Sunday, September 15, 2019

Can I Have a Fanta?





My nephew’s up.  “Wanna go for a bike ride?”  Dealing with a young male, to paint in broad brushstrokes, is different than with a young gal.  At least this young male and my young females.  He responds without thinking.  “Sure.”

We decide to head in to town.  It’s an unambitious ride of five minutes down the path.  He seems to think it’s very bumpy.  I suppose it is bumpy but then, the pathway isn’t paved.  It’s just gravel and earth. 



There in town there’s a pedestrian mall and we park our bikes.  I ask him if there’s anything he wants to eat.  “Would you like a hot dog from this hot dog man?”  Were I to have been his age, I almost certainly would have replied “Sure.” But he says “Nah.  Can I have a Fanta?”  “Sure.” I reply.  The hot dog man isn’t there.   We wait for a while and he finally shows.  He seems to be in the middle of other things but now, we have secured our soda.    

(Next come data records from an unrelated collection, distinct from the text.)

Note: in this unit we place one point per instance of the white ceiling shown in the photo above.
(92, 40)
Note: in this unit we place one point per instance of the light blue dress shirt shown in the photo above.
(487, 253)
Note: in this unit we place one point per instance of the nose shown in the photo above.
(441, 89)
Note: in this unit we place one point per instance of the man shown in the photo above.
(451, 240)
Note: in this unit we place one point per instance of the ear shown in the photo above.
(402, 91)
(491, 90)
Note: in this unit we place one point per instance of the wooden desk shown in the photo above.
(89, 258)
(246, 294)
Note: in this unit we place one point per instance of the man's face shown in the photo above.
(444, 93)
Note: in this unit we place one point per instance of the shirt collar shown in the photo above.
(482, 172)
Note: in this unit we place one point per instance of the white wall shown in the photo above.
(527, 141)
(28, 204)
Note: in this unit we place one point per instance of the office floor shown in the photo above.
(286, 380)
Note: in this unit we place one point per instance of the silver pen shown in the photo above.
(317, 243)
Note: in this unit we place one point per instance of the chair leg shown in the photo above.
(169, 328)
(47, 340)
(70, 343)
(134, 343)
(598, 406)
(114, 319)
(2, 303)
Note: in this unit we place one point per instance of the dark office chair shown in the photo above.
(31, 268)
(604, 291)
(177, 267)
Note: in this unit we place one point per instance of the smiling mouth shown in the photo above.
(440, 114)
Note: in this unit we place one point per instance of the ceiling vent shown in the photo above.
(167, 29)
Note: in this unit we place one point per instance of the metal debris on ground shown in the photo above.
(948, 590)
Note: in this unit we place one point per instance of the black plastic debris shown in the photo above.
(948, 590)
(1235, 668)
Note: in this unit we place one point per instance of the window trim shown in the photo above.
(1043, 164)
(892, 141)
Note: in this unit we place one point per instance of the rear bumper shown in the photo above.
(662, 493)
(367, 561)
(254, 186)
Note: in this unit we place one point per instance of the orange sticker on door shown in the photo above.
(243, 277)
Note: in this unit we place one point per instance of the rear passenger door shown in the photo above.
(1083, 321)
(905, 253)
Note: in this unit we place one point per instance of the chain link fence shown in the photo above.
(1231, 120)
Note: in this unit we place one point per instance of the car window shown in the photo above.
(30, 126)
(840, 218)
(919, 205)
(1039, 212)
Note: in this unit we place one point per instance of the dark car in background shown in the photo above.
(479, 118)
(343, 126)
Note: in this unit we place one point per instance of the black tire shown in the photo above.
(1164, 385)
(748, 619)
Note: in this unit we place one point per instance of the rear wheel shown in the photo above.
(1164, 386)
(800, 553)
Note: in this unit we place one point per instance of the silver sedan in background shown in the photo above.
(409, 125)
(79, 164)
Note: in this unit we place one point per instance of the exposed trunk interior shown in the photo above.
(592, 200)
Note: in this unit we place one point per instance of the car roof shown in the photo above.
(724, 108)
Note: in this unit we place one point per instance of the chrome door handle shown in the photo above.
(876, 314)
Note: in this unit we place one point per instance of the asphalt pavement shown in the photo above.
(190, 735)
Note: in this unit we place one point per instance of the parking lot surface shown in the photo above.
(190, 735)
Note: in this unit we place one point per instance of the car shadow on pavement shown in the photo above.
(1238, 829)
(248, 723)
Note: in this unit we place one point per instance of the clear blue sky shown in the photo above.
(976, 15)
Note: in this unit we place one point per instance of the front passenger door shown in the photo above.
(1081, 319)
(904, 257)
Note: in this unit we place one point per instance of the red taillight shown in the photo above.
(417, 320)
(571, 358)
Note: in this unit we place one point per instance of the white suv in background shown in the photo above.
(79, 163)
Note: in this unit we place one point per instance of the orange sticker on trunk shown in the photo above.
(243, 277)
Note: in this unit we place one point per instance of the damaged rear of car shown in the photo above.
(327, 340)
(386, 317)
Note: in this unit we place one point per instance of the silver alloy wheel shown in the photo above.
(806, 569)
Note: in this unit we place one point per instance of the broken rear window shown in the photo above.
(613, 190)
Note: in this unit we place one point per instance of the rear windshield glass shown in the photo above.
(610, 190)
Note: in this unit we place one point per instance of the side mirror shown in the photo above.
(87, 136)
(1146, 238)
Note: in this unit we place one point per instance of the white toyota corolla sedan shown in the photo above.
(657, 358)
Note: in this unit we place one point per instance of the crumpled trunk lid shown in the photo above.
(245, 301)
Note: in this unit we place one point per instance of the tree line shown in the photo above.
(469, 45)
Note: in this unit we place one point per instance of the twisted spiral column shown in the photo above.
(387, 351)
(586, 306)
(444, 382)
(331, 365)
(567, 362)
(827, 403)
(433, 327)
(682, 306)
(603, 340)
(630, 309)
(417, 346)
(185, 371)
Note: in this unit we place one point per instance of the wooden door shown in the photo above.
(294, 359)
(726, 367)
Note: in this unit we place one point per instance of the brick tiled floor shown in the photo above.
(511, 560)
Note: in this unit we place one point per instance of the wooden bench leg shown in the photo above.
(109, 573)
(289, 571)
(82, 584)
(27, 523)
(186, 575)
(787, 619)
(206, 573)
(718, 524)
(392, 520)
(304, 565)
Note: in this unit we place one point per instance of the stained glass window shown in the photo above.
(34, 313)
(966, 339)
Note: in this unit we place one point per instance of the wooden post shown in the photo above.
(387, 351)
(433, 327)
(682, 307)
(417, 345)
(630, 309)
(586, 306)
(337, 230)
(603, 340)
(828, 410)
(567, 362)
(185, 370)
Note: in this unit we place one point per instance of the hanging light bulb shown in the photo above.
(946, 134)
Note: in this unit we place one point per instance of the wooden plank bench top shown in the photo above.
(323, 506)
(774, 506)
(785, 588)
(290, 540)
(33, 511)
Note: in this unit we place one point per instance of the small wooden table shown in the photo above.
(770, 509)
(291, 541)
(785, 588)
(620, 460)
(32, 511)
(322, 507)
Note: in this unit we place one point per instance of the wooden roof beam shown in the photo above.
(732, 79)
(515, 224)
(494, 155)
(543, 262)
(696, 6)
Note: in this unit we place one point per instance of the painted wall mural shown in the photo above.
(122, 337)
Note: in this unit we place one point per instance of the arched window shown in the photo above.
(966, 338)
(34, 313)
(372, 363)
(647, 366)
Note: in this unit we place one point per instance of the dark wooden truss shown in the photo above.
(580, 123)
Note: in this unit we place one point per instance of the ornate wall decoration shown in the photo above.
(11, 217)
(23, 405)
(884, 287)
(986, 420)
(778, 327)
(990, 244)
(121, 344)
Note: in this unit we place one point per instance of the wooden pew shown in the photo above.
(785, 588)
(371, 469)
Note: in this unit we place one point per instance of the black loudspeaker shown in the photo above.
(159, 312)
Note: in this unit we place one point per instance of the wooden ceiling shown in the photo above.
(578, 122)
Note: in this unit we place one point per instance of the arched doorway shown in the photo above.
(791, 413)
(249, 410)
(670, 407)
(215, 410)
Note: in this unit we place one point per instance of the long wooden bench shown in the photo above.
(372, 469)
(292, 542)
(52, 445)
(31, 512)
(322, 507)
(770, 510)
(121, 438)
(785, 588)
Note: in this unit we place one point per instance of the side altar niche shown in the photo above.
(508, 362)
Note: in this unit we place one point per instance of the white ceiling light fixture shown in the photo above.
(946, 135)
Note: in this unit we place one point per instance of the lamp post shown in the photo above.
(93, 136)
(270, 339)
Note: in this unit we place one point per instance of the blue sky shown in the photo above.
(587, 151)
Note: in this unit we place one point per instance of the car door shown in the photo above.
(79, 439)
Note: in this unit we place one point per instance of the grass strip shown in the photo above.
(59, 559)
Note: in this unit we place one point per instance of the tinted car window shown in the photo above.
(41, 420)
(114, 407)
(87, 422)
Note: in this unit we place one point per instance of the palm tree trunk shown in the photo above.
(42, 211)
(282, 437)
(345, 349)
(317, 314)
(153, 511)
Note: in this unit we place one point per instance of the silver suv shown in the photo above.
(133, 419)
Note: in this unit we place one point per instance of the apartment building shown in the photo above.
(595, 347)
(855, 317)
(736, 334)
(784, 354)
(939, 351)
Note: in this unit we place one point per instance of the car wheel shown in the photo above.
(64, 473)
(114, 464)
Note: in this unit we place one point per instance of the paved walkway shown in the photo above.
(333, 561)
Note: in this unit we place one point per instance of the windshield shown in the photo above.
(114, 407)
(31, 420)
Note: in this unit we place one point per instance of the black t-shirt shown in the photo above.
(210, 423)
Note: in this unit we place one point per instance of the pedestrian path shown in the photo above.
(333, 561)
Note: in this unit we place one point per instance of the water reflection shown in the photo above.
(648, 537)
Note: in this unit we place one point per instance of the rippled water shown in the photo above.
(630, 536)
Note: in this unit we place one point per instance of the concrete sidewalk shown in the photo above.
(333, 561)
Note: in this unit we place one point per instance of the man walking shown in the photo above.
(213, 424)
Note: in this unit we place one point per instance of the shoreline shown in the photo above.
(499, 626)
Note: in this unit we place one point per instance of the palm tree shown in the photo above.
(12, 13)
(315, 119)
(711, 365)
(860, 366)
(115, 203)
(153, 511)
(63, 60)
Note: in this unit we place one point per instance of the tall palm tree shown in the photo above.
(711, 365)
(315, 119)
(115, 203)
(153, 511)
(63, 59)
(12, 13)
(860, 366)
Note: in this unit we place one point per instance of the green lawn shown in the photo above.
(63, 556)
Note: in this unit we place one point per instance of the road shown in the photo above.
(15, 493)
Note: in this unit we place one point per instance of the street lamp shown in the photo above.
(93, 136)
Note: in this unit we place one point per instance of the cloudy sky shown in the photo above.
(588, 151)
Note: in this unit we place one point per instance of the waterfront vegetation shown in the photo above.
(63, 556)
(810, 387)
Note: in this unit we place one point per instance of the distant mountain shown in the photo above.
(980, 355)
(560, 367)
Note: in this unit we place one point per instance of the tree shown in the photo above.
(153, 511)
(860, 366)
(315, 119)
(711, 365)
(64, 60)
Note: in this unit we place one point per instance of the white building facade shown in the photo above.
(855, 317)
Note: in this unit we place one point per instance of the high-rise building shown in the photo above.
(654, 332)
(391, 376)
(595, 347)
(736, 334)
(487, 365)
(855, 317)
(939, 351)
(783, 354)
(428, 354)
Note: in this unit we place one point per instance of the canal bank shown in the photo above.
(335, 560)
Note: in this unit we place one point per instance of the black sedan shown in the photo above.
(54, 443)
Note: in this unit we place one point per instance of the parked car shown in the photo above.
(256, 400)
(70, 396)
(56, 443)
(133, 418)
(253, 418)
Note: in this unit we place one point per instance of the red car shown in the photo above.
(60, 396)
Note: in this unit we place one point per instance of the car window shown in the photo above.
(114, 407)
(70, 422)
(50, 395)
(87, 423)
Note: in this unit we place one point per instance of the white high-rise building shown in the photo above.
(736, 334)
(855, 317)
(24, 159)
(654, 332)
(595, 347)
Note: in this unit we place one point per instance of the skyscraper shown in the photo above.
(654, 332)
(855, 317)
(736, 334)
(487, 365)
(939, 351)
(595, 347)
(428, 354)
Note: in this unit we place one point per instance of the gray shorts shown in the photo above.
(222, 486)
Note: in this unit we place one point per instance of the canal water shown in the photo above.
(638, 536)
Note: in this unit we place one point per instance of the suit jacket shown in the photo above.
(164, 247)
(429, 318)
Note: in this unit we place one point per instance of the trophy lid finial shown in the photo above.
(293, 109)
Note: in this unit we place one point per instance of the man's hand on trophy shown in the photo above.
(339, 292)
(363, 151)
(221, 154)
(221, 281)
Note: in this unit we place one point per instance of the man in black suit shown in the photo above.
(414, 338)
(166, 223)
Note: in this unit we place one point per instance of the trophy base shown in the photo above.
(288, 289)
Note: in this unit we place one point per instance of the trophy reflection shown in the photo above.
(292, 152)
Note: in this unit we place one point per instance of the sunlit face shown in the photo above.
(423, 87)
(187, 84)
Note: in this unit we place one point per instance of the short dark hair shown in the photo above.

Off to the side is a table with two tables and an outdoor chess set.  All the pieces are there.  “Would you like to play chess?” I ask.  “Sure.” He responds.  Now we are in the middle of one and then another vicious struggle between good and evil, him vs. me.  Me vs. him.  I find my temperament very pushy, always willing to make equal exchanges of my court, as long as it keeps the opponent on the defensive.  This works well, unless you’re playing with someone who knows what they’re doing. 



Later, everyone is shocked that we’ve been away so long.  We walk the bikes back up the hill, below the porch and everyone asks if we’ve been biking all this time.  Neither of us need to consult the other and respond full throated.  “Sure.”